Cepola rubescens

Author: Linnaeus, 1766

Cepola rubescens Linnaeus, 1766

Status in World Register of Marine Species:
Accepted name: Cepola macrophthalma (Linnaeus, 1758) (updated 2009-06-25)

Diagnosis: body very elongate, ribbon-like, gradually tapering to a pointed tail, its depth contained more than thirteen times in total length. Head short, snout blunt; eye large, its diameter less than three times in head length; mouth large, oblique; teeth long, slender, widely spaced in a single row on both jaws. Dorsal and anal fins very long, dorsal with 67-70 rays, first two unsegmented, anal with about 60 rays; pelvic fins inserted slightly in advance of level of pectoral fin base. Caudal fin with median rays longer and free at their tip. Scales minute, cycloid. Colour: back and sides dark red or orange-red, belly orange or yellowish; dorsal and anal fins light reddish-yellow, the former often with a red blotch. Size: to 70 cm SL, usually 30-35 cm.

Habitat: benthic on muddy sand bottoms, between 15 and 200 m. Lives singly or in small groups, in vertical burrows in stiff mud, but it was suggested (Atkinson, 1976) that the fish swims for part of the time in midwater. Food: chiefly small crustaceans and chaetognaths. Reproduction: spring through autumn in Mediterranean; eggs pelagic.

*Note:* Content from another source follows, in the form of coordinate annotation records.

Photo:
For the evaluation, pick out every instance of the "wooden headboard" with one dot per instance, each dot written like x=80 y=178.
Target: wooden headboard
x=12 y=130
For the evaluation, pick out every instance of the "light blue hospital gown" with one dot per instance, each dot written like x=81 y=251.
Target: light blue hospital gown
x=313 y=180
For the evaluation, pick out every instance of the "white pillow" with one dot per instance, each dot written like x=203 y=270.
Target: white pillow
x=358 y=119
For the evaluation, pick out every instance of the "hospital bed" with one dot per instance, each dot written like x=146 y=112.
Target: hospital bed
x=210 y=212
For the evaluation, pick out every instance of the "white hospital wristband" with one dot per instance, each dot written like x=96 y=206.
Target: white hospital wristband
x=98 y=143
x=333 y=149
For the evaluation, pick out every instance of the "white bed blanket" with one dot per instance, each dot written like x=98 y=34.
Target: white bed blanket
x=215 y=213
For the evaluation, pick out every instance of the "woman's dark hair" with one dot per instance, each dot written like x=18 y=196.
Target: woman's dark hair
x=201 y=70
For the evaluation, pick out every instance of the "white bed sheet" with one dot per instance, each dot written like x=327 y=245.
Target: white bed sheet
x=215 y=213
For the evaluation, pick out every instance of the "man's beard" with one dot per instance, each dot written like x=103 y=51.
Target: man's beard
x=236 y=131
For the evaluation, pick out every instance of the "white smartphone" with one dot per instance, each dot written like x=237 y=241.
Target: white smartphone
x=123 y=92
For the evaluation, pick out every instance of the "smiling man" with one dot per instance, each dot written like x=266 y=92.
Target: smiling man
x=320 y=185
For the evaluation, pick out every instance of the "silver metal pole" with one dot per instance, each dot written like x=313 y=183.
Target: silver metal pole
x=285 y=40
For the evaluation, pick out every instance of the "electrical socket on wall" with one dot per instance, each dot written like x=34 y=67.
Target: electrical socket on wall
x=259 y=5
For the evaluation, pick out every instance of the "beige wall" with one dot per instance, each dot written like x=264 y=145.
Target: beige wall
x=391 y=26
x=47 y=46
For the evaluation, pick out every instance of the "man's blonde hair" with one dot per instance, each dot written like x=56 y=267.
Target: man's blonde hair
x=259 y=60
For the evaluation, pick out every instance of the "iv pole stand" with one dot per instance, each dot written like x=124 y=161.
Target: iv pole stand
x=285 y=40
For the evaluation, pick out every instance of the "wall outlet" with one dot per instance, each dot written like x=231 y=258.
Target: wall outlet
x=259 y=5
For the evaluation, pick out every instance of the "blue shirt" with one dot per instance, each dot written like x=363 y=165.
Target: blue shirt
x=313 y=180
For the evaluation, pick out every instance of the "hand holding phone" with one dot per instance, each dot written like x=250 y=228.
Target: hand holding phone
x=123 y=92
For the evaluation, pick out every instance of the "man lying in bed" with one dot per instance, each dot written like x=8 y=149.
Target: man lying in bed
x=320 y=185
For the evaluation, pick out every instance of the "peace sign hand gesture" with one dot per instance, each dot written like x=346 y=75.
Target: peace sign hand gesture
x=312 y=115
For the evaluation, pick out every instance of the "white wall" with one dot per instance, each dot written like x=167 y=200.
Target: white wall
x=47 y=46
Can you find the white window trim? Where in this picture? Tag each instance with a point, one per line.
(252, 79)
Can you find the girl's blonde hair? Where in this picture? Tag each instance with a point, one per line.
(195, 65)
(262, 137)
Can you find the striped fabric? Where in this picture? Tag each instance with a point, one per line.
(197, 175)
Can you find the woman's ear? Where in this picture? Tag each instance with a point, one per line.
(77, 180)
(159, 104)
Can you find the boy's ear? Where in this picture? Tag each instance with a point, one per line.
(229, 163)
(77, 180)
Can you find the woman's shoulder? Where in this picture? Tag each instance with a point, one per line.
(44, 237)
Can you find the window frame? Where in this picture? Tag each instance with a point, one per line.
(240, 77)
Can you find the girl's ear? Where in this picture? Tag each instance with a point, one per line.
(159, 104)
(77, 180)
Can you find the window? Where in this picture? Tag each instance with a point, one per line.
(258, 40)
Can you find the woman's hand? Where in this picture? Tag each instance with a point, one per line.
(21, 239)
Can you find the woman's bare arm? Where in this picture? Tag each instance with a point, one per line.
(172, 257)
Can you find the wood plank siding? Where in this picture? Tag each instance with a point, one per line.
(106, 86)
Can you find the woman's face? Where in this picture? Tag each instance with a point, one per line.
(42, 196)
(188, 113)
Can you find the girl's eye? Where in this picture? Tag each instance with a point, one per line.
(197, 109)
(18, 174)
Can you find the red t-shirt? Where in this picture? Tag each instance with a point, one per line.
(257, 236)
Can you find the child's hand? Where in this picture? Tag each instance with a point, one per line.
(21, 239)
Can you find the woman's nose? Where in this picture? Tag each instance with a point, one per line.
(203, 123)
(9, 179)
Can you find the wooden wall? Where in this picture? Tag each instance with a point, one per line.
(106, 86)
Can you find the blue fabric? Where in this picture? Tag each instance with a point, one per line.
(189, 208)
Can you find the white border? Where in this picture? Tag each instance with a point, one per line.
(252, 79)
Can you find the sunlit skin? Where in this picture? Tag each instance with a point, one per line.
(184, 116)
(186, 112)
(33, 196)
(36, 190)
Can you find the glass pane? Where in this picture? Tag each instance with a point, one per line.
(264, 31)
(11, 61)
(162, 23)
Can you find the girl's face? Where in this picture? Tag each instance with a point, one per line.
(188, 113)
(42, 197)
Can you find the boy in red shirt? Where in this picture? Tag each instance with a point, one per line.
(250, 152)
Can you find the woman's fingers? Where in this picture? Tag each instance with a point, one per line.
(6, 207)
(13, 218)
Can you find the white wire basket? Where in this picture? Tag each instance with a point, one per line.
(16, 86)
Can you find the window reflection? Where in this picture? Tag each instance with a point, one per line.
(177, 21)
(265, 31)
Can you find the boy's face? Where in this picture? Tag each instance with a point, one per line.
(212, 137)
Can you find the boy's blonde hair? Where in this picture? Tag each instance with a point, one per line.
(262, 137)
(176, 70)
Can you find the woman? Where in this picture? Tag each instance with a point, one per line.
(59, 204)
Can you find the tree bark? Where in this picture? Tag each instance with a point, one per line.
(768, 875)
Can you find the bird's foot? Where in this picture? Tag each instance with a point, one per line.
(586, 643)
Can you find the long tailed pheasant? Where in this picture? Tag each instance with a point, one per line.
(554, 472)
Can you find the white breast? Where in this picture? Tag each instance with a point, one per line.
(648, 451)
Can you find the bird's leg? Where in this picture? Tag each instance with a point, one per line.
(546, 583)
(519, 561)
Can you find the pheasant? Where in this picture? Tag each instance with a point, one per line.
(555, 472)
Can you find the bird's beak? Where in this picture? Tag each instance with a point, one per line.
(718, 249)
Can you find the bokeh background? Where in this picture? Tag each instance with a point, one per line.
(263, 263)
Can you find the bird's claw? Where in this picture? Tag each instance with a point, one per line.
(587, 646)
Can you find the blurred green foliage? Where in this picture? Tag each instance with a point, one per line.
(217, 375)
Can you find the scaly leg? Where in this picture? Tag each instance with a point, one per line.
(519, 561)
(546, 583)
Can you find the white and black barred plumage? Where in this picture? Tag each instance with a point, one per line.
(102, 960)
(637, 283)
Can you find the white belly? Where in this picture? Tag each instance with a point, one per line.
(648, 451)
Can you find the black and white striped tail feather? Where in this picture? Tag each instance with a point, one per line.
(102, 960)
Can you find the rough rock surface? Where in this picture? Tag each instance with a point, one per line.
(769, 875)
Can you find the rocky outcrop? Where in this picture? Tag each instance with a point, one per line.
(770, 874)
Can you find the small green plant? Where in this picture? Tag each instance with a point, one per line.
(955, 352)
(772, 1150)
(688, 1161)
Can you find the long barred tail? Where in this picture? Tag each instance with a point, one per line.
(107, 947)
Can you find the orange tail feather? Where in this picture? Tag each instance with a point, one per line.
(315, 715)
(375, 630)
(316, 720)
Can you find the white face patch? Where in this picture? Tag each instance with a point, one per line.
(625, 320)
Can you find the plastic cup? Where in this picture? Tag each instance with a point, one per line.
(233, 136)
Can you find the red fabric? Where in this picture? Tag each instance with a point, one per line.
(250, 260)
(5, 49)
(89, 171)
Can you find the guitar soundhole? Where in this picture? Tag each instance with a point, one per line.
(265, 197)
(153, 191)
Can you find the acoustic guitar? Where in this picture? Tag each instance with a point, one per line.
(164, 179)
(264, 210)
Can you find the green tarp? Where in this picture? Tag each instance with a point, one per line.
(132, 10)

Distribution: eastern Atlantic northward to British Isles and Mediterranean. Elsewhere, southward to northern Senegal (15° N).

Eggs, larvae and young stages. Holt, 1891b: 446, pl. XLVIII (fig. 22, mature egg) | Holt, 1899b: 48 | Montalenti, 1937: 407-412, fig. 277, pl. XXXIII (fig. 1-14) | Bini, 1967-1972, 1968, 5: 2 fig. (col.), p. 86.
Otoliths (sagitta). Frost, 1927b: 303, pl. V (fig. 26) | Sanz Echeverría, 1941: 346-348, fig. 1-5. Cf. also C. pauciradiata Cadenat: Schmidt, 1968: 42, pl. 8 (fig. 110) and 20.